カダフィ大佐
1969年のリビア革命以来のリビアの指導者。独裁的な権力を握ったが、2011年の「アラブの春」の民衆蜂起によって殺害された。
カダフィ大佐 1970
公式には大統領ではなく革命指導者という称号を用いているが、事実上の実力者・元首として権力を一身に集中している。その豊かな石油収入を背景とした強硬な外交政策はアメリカからも危険な独裁者と見なされ警戒されている。その著書『緑の書』3巻(1976~79)では、資本主義でも社会主義でもないという意味での第三の普遍理論を目ざしていた。
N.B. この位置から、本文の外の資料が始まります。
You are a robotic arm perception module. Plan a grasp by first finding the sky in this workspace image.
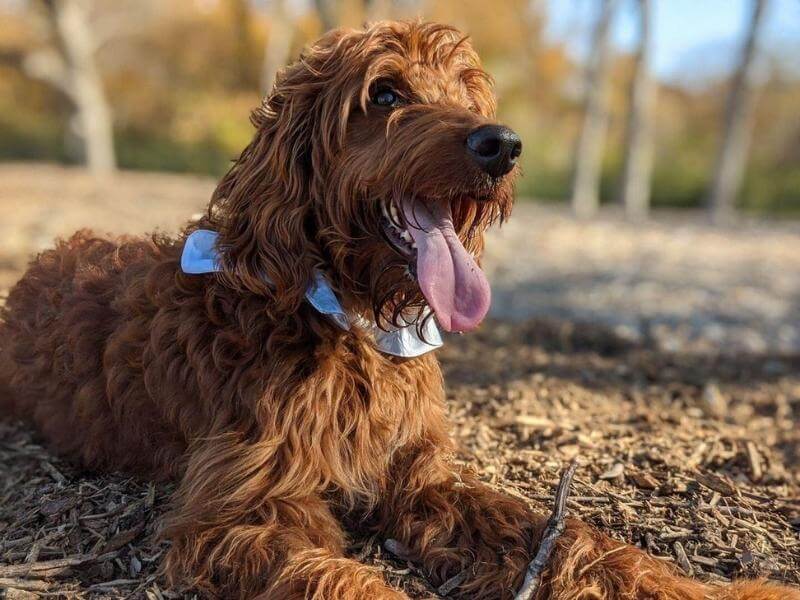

イスラーム世界の指導者を持って任じており、1972年からのインドネシアのイスラーム教徒の分離独立を掲げたモロ民族解放戦線(MNLF)を支援、76年のトリポリ協定を仲介した。
カダフィ大佐の権力
1969年、カダフィ大佐が11名の青年将校と共に軍事クーデターで王政を倒したのは、わずか27歳の時だった。リビアはイスラーム教スンナ派の国家だが、カダフィ自身はアラブ化したベルベル人の貧しい遊牧民カダファ族で、その支持母体は砂漠の少数民族であった。カダフィ大佐は権力掌握後、リビアの伝統的な社会に人民主権に基づく直接民主政である「ジャマヒリア」(アラビア語で民衆の意味、人民民主主義と訳される)を樹立し、国名も「大社会主義リビア=アラブ=ジャマヒリア」と名付けた。この体制では憲法や国会は無く、国家元首も存在しないので、カダフィも要職には就かず、革命の指導者としての「カダフィ大佐」で通した。カダフィ大佐の権力の追い風となったのは石油資源だった。1959年に発見されたリビアの油田はカダフィ体制のもと国家資源とされて急速に増産され、それにともなって工業化・都市化も急速に進んだ。カダフィ大佐は潤沢な石油収入を国民に分配することで絶対的な権力を維持することができたが、そのパーソナル・リーダーシップは「反西欧」の姿勢を強め、国内の自由な発言や外国文化との接触の自由を奪うことで成り立っていた。
Episode 兄貴と呼ばれた権力者
リビアの独裁者は「人民による直接統治」を掲げ、政府や議会を廃止。自身もすべての公職を離れた。事実上の独裁者であるが具体的な役職がないので、「大佐」の肩書きがそのまま使われた。国内の報道機関は「革命指導者」と呼称するが、公式には「兄貴」を意味するアラビア語「アフ」をつけている。彼は遊牧民の生活にこだわり、訪問先の外国でもテントを張って宿泊していた。その一族びいきは桁外れで、彼の子供はそれぞれ重職に就いたが中には変わり種もいたようだ。長男はリビアのオリンピック委員会会長を務め、後継有力者と見做された次男は政権のスポークスマンとして外交交渉にも参加した。2011年2月の民主化運動のデモ隊を「麻薬常用者、ギャング、イスラーム過激派」と決めつけ憎しみをかった。三男はイタリアのサッカーチーム・ペルージャに入団して話題になり、4男は国家安全保障担当補佐官、5男はビジネスマンだが海外での豪遊やトラブルが再三報道された。6男は不明。7男は保守派の期待を集める軍司令官。長女は弁護士でイラクのサダム=フセイン元大統領の国際弁護団に加わった。<以上 朝日新聞2011年2月22日の記事による>
カダフィ政権の崩壊
2011年、アラブの春の民主化運動がリビアに波及すると、カダフィ大佐は軍、警察を動員して弾圧を試みたが、北大西洋条約機構(NATO)が軍事介入、カダフィ大佐は同2011年10月20日に出身地のシルト郊外で拘束された後、殺害された。